“The Danger of A Single Story”

I am so sorry to hear your news.

I wanted to send my condolences.

I can’t imagine what you must be going through.

I have experienced much loss in my life, but these words were not spoken during shiva or after a funeral.  I heard all of these statements, repeatedly, within the first six months of my daughter’s diagnosis.  Each one, gently etched into the top of a greeting card or whispered on my voicemail, had the most admirable purpose – to send me comfort during a difficult time.  It was always met with an uncomfortable graciousness, but really what else was there to say.

Today I taught the TED talk “The Danger of A Single Story” by Chimamanda Ngozi Adichie to my high school freshman.  They learned the harm caused by solely focusing on a single portion of a story.  They were touched by the anecdotes. They questioned if they had perpetuated this idea in their own lives.

During the third viewing of this dynamic speech, my focus shifted from their comprehension to my own.

“All of these stories make me who I am. But to insist on only these negative stories is to flatten my experience…” – Chimamanda Ngozi Adichie 

And I thought back to my terror the night of my daughter’s diagnosis.

And I thought back to my very loving messages.

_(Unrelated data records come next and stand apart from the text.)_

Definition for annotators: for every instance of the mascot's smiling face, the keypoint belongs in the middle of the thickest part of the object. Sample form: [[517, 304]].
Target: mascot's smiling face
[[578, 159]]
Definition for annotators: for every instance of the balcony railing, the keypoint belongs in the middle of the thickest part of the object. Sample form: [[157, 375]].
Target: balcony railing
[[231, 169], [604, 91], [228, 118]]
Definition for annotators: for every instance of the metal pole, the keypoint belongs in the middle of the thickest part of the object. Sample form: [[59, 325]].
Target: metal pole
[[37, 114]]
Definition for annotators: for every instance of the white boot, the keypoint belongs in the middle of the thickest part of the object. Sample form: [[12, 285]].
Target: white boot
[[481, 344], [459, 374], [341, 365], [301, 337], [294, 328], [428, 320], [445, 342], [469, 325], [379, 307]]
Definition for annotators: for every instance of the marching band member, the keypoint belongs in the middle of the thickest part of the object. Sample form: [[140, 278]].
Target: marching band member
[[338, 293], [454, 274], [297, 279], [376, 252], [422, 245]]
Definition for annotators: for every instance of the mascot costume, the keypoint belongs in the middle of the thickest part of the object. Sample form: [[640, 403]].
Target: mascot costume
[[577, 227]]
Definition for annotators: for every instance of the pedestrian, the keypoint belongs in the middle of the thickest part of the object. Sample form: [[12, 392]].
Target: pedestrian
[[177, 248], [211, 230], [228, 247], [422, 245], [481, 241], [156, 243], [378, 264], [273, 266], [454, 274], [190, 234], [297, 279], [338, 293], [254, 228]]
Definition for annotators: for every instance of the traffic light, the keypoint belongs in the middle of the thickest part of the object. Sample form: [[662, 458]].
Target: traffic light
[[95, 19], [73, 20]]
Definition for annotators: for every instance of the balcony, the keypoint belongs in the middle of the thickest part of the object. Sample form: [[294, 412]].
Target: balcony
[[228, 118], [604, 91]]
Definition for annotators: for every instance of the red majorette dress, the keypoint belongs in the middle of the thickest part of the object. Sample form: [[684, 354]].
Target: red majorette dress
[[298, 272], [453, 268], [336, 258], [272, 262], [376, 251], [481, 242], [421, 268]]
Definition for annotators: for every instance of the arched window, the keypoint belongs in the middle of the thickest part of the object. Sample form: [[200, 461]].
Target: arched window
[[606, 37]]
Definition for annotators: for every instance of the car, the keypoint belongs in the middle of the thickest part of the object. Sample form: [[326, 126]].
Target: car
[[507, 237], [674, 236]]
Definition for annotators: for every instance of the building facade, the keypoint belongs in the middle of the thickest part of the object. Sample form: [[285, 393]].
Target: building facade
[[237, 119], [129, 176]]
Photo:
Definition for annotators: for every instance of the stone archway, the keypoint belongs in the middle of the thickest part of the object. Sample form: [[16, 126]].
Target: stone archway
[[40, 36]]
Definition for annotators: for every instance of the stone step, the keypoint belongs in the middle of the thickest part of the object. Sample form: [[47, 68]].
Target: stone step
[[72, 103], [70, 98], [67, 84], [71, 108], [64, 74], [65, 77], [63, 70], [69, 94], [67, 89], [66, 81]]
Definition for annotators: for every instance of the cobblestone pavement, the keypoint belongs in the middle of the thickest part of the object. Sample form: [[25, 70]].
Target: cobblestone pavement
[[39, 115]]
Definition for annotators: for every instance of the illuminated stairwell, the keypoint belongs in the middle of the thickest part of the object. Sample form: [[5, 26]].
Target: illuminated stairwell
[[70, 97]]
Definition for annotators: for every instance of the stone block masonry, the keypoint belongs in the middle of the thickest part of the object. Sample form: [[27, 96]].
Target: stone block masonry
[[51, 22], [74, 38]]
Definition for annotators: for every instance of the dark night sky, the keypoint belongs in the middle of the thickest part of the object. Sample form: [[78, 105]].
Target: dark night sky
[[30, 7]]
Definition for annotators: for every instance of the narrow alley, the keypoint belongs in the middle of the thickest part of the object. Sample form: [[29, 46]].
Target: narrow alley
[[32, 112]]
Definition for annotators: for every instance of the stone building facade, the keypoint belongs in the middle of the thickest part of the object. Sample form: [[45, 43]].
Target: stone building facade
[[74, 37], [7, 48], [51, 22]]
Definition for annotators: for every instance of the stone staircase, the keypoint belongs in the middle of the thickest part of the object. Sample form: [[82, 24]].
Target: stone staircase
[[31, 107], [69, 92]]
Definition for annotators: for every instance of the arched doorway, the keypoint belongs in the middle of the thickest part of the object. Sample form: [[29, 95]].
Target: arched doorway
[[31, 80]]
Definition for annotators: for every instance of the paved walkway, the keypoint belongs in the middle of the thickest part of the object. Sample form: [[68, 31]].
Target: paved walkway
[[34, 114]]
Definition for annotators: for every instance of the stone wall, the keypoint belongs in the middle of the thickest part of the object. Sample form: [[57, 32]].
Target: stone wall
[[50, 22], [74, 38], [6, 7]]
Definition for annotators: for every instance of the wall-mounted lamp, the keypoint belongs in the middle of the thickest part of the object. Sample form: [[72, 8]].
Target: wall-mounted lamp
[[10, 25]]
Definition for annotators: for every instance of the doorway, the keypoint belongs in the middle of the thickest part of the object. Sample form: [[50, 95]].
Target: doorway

All of us had a single story of what it was like to raise a child with special needs.

There was something that needed to be mourned.

A single story of people who burden their families.  Who tax the resources of the health care system.  People with a sickness that cannot be cured.  Their differences somehow make them less and therefore are worthy of alienation.  They exist only to teach others around them to be grateful for what they have.

A story acquired from a history of separation.  From constructing a barrier.

But now the lens is widening.

We amplify laughter rather than collect tears.  Smile with JJ DiMeo rather than mourn Lennie Smalls.  Replace staring with introductions.  We greet Julia from Sesame Street into our homes, and not just Tiny Tim.

And we remember the stories.  All the stories.

The time she first threw a softball, even if it landed behind her.   Independently walking up the stairs, although it took an hour.  Getting the mail, despite the fact she had no clothes on.  Trying it all, even when they said she wouldn’t.

Our special needs community has millions of stories.  Many days are challenging and depleting but…

“All of these stories make me who I am. But to insist on only these negative stories is to flatten my experience…”.

Thanks Ms. Adichie.  I think I learned with the students today.